Selamat Tinggal Department Store Lokal?

marketeers article
28060241 interior of brand new fashion clothes store

Peraturan Presiden No 44/2016 tentang Daftar Bidang Usaha yang Tertutup dan Bidang Usaha yang Terbuka atau dikenal dengan aturan Daftar Negatif Investasi (DNI), telah membuka keran bagi investor asing untuk masuk dan menguasai hingga 67% saham di bisnis department store dengan luas lantai di bawah 2.000 m². Persaingan pun disinyalir akan memanas, antara peritel asing dengan lokal.
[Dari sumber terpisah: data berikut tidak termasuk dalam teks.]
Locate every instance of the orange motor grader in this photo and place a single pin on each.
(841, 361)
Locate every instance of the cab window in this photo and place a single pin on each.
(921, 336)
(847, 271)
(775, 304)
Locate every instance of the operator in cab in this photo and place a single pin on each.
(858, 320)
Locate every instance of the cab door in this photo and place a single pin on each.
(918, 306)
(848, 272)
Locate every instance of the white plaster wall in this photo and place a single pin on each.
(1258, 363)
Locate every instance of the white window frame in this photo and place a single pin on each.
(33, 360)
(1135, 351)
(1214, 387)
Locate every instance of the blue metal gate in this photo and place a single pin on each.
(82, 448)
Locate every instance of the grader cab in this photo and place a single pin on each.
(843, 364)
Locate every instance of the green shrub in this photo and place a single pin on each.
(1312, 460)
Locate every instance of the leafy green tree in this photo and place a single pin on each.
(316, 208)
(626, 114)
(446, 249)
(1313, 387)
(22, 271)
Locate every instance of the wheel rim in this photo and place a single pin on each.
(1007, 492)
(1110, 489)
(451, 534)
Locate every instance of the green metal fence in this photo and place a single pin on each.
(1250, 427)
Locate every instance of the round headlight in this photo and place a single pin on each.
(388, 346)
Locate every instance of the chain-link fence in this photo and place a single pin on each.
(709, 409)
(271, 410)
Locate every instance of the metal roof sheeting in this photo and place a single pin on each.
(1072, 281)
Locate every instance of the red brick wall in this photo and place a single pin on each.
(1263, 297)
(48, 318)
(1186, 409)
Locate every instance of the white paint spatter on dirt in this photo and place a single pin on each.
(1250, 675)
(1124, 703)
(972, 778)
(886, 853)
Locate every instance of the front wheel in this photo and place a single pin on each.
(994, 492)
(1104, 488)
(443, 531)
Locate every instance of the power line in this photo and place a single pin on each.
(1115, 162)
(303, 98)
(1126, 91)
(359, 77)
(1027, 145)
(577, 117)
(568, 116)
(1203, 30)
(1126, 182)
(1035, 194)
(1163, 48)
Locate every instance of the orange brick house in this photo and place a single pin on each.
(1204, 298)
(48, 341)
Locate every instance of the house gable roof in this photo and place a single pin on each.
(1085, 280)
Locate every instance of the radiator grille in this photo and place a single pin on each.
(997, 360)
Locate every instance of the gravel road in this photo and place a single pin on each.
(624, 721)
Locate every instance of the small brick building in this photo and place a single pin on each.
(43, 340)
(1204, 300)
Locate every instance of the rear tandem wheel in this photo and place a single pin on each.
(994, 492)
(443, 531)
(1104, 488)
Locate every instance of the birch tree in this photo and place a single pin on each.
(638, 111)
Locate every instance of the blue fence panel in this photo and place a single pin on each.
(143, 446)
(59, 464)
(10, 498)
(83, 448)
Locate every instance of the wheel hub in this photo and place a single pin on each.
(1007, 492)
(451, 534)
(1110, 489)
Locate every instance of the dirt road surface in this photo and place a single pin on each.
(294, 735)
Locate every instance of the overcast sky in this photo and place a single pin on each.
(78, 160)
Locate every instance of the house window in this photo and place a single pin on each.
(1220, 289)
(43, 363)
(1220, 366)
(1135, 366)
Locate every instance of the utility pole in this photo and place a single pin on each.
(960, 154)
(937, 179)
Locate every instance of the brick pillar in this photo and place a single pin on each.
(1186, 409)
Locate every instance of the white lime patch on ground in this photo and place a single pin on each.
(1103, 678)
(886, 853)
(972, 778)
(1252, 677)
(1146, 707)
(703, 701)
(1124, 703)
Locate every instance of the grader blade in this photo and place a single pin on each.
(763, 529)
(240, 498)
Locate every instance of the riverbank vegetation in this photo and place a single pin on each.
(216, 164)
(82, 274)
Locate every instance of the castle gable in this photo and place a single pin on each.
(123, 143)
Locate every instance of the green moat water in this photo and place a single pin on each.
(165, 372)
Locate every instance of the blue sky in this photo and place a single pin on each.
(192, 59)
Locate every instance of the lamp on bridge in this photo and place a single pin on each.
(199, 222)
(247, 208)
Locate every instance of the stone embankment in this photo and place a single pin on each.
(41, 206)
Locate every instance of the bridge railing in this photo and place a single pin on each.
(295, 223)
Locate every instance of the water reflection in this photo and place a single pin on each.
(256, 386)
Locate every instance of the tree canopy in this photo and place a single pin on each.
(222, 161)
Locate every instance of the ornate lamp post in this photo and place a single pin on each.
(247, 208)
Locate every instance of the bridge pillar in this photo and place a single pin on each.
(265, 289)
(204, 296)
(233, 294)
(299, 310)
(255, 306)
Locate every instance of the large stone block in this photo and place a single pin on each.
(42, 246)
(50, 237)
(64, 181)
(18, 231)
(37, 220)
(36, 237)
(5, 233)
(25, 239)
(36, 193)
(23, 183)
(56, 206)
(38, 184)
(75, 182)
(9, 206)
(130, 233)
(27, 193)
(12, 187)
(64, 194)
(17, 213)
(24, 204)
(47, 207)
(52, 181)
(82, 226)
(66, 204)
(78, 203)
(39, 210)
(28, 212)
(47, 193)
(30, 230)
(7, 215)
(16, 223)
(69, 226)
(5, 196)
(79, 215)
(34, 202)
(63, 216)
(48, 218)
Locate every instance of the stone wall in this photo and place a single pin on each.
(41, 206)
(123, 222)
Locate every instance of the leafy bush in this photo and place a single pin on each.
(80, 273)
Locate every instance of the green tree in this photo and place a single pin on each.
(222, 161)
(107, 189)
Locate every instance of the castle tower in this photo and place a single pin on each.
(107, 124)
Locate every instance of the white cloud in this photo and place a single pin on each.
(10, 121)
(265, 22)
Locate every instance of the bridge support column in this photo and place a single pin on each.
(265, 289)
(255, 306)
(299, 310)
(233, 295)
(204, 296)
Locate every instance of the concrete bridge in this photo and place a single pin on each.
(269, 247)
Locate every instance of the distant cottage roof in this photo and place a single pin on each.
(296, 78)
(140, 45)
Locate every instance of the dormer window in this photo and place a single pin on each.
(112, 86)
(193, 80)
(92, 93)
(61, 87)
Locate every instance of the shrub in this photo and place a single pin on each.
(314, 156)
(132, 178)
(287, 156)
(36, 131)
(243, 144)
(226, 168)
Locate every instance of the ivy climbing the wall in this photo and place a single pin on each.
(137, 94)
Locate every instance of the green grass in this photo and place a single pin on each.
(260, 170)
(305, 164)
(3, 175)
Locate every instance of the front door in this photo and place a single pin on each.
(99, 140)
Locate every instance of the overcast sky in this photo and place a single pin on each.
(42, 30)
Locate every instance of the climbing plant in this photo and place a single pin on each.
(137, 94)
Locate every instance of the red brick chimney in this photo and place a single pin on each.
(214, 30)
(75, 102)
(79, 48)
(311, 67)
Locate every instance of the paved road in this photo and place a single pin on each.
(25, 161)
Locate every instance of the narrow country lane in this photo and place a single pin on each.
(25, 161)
Pasalnya, asing memiliki kekuatan modal yang besar. Apalagi, dengan nilai tukar rupiah yang melemah, kekuatan dollar akan semakin memuluskan langkah asing untuk bermain di bisnis department store.

Belum lagi, peritel asing didukung oleh pembiayaan bunga murah di negara asalnya. Sedangkan, bunga di Indonesia masih dianggap tinggi, meskipun beberapa kali suku bunga acuan BI mengalami penurunan.

Wakil Ketua Aprindo Tutum Rahanta mengatakan untuk menghadapi persaingan baik di tingkat ASEAN maupun global, tidak seimbang apabila suku bunga di Indonesia masih tinggi. Di sisi lain, dari segi inovasi, peritel dalam negeri tak kalah dengan asing.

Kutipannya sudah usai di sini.